Misfolded unassembled MHC class I heavy chains accumulate in a compartment, next to the Golgi and the ERGIC. (A) Triple label immunofluorescence on fixed and permeabilized A5O5 cells was done with secondary goat-antirabbit IgG conjugated to Cy3 with rabbit antimouse MHC class I free heavy chain antibodies (HC) (panels A, C, D, F, G, I-M, T, V) and anti-Cab45 (O, P, R, S).
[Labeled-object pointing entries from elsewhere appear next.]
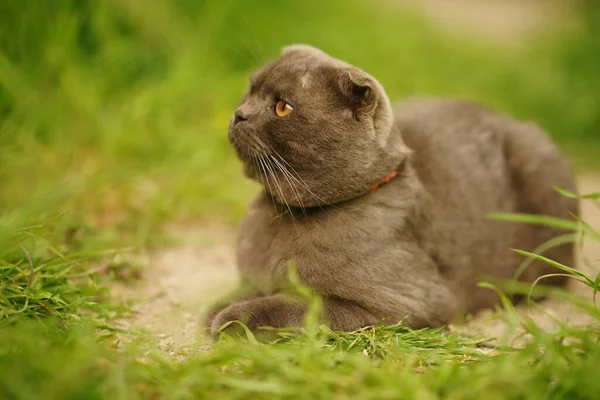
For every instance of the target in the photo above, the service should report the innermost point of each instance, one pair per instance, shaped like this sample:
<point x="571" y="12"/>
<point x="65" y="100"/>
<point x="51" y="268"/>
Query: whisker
<point x="272" y="174"/>
<point x="287" y="175"/>
<point x="303" y="182"/>
<point x="265" y="177"/>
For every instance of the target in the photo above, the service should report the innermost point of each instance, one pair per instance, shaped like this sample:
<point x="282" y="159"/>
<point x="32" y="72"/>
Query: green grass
<point x="113" y="121"/>
<point x="66" y="348"/>
<point x="127" y="105"/>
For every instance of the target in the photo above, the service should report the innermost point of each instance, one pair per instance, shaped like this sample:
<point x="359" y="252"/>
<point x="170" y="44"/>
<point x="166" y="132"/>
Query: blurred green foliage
<point x="130" y="99"/>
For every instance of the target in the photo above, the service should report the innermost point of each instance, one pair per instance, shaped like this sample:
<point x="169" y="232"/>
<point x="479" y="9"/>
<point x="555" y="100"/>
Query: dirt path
<point x="506" y="22"/>
<point x="182" y="280"/>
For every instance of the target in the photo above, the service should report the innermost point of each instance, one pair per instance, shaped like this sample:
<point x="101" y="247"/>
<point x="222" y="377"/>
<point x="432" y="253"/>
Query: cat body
<point x="411" y="250"/>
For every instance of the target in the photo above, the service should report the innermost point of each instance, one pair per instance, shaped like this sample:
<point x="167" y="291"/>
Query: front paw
<point x="270" y="311"/>
<point x="230" y="314"/>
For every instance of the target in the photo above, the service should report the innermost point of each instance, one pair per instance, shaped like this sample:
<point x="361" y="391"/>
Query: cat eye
<point x="283" y="108"/>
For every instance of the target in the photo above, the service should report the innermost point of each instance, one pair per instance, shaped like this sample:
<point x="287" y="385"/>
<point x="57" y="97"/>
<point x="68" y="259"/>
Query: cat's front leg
<point x="244" y="292"/>
<point x="281" y="311"/>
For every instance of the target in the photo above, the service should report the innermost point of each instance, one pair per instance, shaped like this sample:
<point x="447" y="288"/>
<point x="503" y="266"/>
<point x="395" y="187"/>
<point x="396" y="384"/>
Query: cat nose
<point x="239" y="116"/>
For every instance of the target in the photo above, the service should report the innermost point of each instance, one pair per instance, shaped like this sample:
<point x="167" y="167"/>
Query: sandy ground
<point x="501" y="22"/>
<point x="181" y="281"/>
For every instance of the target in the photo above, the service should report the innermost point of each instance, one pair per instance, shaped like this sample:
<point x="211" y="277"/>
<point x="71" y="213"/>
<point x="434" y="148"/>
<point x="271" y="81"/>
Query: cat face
<point x="312" y="128"/>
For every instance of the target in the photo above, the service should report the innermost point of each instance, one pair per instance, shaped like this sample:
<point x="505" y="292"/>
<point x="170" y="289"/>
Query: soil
<point x="181" y="281"/>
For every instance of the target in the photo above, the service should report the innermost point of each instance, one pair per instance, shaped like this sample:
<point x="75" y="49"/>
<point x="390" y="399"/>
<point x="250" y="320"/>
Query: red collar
<point x="381" y="183"/>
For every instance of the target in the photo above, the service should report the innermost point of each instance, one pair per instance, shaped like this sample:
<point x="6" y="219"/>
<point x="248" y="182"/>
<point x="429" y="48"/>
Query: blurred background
<point x="114" y="113"/>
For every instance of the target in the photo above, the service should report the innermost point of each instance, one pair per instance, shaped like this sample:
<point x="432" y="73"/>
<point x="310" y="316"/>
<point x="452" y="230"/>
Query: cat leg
<point x="242" y="293"/>
<point x="281" y="311"/>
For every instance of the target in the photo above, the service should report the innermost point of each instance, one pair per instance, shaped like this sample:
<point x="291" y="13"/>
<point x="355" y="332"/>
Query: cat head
<point x="313" y="129"/>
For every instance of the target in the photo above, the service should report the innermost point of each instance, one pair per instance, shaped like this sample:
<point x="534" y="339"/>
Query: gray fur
<point x="412" y="250"/>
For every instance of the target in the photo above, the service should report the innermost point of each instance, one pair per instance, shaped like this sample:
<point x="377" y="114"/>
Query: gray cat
<point x="382" y="212"/>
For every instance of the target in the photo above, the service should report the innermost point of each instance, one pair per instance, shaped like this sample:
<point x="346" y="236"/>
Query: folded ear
<point x="302" y="49"/>
<point x="359" y="90"/>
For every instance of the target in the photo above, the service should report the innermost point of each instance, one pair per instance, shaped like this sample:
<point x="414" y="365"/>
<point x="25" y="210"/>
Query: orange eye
<point x="282" y="108"/>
FITC-conjugated goat-antimouse IgG was used with anti-β-COP (B, C, E, F, H, I-M) and mouse antibodies against conformed assembled MHC class I H2K^b complexes (Y3) (N, P, Q, S, U, V). Nuclei were stained with DAPI in C, F, I, V. Cells in G-M and Q-V were incubated for 5 h with 25 μM lactacystin before fixation and immunofluorescence. Bars = 10 μm. (W) A5O5 cells were metabolically labeled with [³⁵S] Met for 30 min and chased with complete medium in the absence or presence of 30 μM MG-132. Cells were then homogenized and fractionated, as detailed in MATERIALS AND METHODS. Lysates of each fraction pellet (P) or supernatant (SN) were immunoprecipitated with antifree heavy chain antibodies. Immunoprecipitates were analyzed by SDS-PAGE followed by fluorography. The bands corresponding to heavy chains (HC), deglycosylated heavy chains (deglyc HC) and a possible degradation product (*) are indicated.

Figure 9

Calnexin, calreticulin, and also partially Sec61-β accumulate next to the centrosome in the presence of lactacystin. Triple-label immunofluorescence (as in Figure 5) was performed on 3T3 cells expressing H2a preincubated without (A-C and G-I) or with 25 μM lactacystin (D-F and J-L), with the use of DAPI, FITC-conjugated goat antimouse IgG with anti-γ-tubulin, and Cy3-conjugated goat antirabbit IgG with anti-Sec61-β (A, D), anti-BiP (B, E), anti-PDI (C, F), anticalnexin (G, J), anticalreticulin (H, K), and anti-UDPGlc:glycoprotein glucosyltransferase (GT) (I, L). Bar = 10 μm. The yellow arrows point out the location of the centrosomes. Single label immunofluorescence is shown in the bottom panels for calnexin (M) and calreticulin (N) in cells incubated with lactacystin.